# vanilla ice cream solution (pacojet)



## dylan depypere (Jul 5, 2013)

hi everyone !

i've been working with a pacojet for about 2 years now, and the stuff we make is superb. wonderfull machine! 
the sorbet's are of a great texture and taste.

but i have this one "problem", when i make vanilla icecream, an the spin it up in service. it's to soft. i'd like it way better
if it would be ready to scoop the moment it's done spinning. 

if this is possible please help me  

the current recipe i use is:
1.2L cream 
1.2L milk
480 sugar 
400 g pasturized egg yolks
5 vanilla beans

i thanks you guys on forehand 

and i apologize for my bad english.

greetings from belgium


----------



## jellly (Jan 3, 2005)

I, too, love Pacojets, but it is too soft when it if first spun.  I usually time it before service so that it has time to firm up before I scoop it.  Sorry


----------



## raibeaux (Dec 21, 2012)

I wasn't aware of this machine.  Looks really interesting.

Anyone have more uses for it?  Opinions?   Actually, it looks more than interesting.


----------



## borkbork (Dec 19, 2012)

Do you have a blast chiller? A paco without a blast chiller is just an expensive blender. Your base needs to be very cold.. Frozen solid cold then you can whip to order. Pacos have lots of other applications. Infused oils and essences that don't degrade from the heat of a blender, poweredized anything, pastry doughs etc etc they are awesome and $$$ but they do things that other machines just can't.
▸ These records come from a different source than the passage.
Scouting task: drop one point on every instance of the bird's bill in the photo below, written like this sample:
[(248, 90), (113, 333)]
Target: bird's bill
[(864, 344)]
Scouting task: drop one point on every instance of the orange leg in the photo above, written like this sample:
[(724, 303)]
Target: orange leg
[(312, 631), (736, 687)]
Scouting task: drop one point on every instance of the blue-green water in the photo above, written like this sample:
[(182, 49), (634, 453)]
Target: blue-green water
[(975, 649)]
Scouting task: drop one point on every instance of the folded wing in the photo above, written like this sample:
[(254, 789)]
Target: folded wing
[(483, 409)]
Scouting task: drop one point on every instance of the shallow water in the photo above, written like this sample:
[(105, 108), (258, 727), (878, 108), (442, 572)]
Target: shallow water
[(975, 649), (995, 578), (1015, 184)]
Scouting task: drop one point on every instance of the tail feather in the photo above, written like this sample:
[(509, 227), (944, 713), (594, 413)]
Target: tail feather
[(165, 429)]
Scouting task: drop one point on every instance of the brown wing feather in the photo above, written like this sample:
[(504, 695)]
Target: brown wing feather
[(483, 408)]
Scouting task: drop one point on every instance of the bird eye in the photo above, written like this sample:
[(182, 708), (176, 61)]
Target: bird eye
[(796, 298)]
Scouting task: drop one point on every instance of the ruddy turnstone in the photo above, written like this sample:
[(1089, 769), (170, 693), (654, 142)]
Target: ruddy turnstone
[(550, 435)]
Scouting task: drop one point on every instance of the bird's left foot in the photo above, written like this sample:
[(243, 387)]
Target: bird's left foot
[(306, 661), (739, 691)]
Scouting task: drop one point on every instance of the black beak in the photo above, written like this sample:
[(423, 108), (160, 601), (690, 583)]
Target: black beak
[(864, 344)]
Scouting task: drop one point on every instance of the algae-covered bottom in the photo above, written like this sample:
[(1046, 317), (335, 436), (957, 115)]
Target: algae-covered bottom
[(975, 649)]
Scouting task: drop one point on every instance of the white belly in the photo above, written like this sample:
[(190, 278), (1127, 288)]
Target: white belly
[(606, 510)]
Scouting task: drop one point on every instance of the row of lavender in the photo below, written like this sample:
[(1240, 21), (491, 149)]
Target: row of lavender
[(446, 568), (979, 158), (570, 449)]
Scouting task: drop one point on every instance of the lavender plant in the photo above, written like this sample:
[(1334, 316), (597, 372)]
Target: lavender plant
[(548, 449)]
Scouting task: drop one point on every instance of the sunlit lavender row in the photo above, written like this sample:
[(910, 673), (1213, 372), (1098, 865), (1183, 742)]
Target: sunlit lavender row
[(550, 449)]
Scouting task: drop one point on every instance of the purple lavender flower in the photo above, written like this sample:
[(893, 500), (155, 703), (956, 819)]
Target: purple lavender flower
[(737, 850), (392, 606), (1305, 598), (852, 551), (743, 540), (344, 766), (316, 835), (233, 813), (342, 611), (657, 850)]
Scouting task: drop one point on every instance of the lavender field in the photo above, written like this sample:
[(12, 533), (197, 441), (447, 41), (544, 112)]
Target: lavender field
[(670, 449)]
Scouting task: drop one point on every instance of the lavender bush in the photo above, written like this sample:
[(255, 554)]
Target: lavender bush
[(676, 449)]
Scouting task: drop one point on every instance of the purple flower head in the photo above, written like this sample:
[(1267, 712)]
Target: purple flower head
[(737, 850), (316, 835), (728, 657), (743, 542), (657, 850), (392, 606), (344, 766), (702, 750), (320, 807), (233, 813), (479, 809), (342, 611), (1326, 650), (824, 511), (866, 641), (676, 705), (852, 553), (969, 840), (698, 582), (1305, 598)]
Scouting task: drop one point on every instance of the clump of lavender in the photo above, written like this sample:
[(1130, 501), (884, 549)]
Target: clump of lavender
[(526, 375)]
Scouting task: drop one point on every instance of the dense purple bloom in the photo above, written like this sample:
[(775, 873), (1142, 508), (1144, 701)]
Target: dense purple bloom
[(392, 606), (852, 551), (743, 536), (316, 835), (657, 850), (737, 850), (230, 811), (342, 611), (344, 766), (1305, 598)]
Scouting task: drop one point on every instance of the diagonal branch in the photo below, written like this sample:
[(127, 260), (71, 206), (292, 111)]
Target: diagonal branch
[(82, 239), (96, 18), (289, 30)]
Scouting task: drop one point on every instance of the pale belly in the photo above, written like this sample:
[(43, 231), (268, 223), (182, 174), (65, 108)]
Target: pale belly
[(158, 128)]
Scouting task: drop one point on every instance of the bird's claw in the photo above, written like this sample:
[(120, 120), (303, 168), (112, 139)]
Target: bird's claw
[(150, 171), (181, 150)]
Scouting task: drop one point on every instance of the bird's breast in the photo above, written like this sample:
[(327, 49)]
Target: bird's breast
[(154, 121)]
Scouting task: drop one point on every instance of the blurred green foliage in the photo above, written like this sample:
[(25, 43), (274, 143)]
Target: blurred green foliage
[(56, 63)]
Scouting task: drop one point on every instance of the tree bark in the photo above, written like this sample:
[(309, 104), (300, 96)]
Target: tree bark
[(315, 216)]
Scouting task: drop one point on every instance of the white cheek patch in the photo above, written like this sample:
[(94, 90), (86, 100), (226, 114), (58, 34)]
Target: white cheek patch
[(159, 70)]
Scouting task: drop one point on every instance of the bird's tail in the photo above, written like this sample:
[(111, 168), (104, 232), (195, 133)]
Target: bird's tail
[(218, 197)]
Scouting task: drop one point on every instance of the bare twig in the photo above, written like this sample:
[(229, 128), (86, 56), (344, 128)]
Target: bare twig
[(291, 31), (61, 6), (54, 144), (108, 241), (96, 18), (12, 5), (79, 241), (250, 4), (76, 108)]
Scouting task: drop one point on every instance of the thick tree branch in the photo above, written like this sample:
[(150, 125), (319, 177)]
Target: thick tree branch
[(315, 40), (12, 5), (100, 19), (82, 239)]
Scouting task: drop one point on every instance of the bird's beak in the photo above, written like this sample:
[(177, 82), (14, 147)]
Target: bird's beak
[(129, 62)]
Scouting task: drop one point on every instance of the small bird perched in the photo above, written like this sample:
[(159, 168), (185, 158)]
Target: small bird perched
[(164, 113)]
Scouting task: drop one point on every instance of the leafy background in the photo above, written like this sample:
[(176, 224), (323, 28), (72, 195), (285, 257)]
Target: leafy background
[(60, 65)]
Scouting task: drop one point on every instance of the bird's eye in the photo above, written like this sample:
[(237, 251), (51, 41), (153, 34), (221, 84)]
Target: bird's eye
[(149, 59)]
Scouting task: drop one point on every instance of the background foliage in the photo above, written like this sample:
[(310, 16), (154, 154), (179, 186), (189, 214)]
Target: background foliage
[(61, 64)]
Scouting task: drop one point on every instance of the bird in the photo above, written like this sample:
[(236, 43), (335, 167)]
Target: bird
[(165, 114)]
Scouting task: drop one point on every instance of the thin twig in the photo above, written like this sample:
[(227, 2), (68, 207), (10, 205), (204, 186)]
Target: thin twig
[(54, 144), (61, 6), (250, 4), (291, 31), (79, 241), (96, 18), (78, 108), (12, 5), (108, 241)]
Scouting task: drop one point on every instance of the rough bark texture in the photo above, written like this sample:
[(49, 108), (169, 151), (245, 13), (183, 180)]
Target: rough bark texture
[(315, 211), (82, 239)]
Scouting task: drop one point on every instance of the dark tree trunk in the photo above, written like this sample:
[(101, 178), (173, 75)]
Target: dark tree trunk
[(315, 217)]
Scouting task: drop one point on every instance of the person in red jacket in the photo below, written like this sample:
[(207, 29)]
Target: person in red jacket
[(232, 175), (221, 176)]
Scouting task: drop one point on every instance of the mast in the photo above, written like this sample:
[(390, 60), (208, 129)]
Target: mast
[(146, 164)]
Also you can use LN2 to get the canister cold enough before paco


----------



## jellly (Jan 3, 2005)

Sorry Borkbork, but I disagree.  I have used Pacojets at 4 different restaurants successfully while never using the blast chiller.  As long as the base freezes overnight and I spin it a few hours before service it works great.  I am now using it for a shaved ice dish at an Asian restaurant and am very happy with the consistency.


----------



## borkbork (Dec 19, 2012)

I guess my freezer sucks but with a blast chiller you can spin to order. IMHO paco then hardening is no better than a reg ice cream machine.


----------